2

I try to extract the non-white space character from a string using REGEXP_SUBSTR.

I use this regex \s*([^\s]*)\s* and extract the first group

Using \s to denote white spaces as documented here removes the leading spaces, but preserves the training once.

 select  '"'||REGEXP_SUBSTR( ' xxx  ', '\s*([^\s]*)\s*', 1, 1, NULL, 1 )||'"' AS text
 from dual;

 "xxx  "

Only if I switch to the POSIX syntax as documented for 10g I get the expected result.

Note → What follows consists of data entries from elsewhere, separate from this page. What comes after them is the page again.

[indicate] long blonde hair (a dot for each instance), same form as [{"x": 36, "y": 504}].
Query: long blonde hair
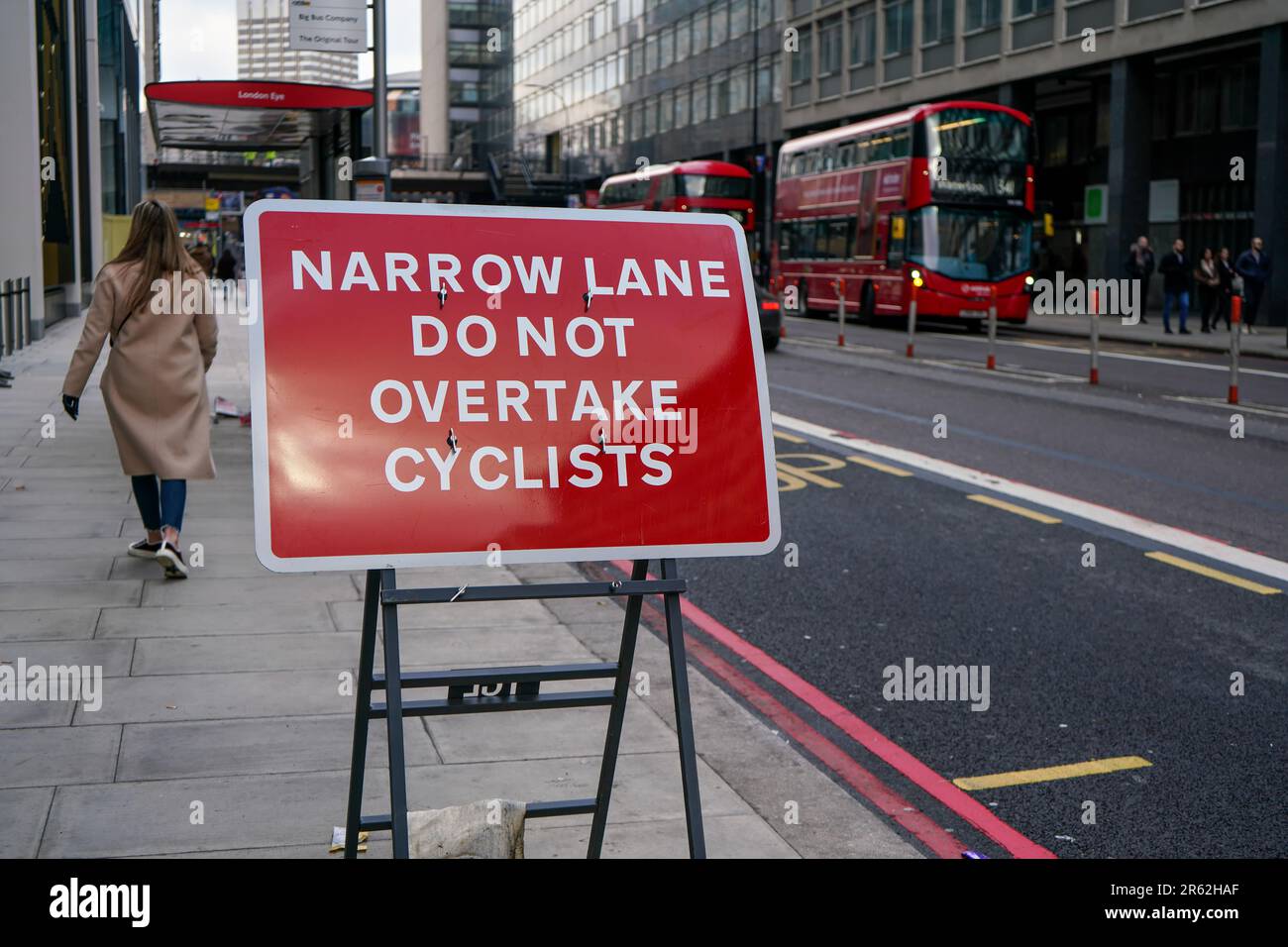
[{"x": 155, "y": 241}]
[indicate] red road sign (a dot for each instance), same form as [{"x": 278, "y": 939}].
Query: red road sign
[{"x": 432, "y": 385}]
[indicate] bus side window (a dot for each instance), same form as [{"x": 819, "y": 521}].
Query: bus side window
[
  {"x": 867, "y": 214},
  {"x": 807, "y": 239},
  {"x": 787, "y": 240},
  {"x": 836, "y": 240}
]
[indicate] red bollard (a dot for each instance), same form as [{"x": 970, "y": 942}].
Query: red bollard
[
  {"x": 992, "y": 328},
  {"x": 1235, "y": 320},
  {"x": 838, "y": 285},
  {"x": 912, "y": 320}
]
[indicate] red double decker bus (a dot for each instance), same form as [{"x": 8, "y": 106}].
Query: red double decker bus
[
  {"x": 939, "y": 195},
  {"x": 698, "y": 187}
]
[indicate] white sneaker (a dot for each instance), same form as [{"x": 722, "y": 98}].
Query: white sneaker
[{"x": 171, "y": 561}]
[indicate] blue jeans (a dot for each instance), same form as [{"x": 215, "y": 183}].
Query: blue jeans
[
  {"x": 160, "y": 506},
  {"x": 1183, "y": 298}
]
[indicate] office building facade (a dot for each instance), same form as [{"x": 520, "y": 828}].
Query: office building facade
[
  {"x": 71, "y": 145},
  {"x": 263, "y": 50}
]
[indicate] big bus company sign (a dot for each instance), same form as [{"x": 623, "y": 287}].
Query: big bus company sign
[{"x": 438, "y": 385}]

 select  '"'||REGEXP_SUBSTR( ' xxx  ', '\s*([^[:space:]]*)[:space:]*', 1, 1, NULL, 1 )||'"' AS text
 from dual;

 "xxx"

What's (I'm doing) wrong?

I'm on 12.1.0.2.0

NLS_CHARACTERSET WE8MSWIN1252

Marmite Bomber
  • 19,886
  • 4
  • 26
  • 53
  • Have you checked this [documentation](http://docs.oracle.com/database/121/SQLRF/ap_posix002.htm#SQLRF55542) ? Is says that `\` is not supported for multilingual enhancements. –  Jan 30 '16 at 21:15
  • `select '"'||REGEXP_SUBSTR( ' xxx ', '\s*(\S*)\s*', 1, 1, NULL, 1 )||'"' AS text from dual;` – MT0 Jan 30 '16 at 22:31
  • @MTO thanks for the nice alternative, but the question was about the usage of \s in Nonmatching Character List. I was confused with [this](http://stackoverflow.com/questions/2788112/what-is-the-regular-expression-for-not-whitespace-and-not-a-hyphen) accepted answer. It is simple wrong or some extension? – Marmite Bomber Jan 31 '16 at 08:32

1 Answers1

1

[^\s] is incorrect, you can't use backslashed groups inside [].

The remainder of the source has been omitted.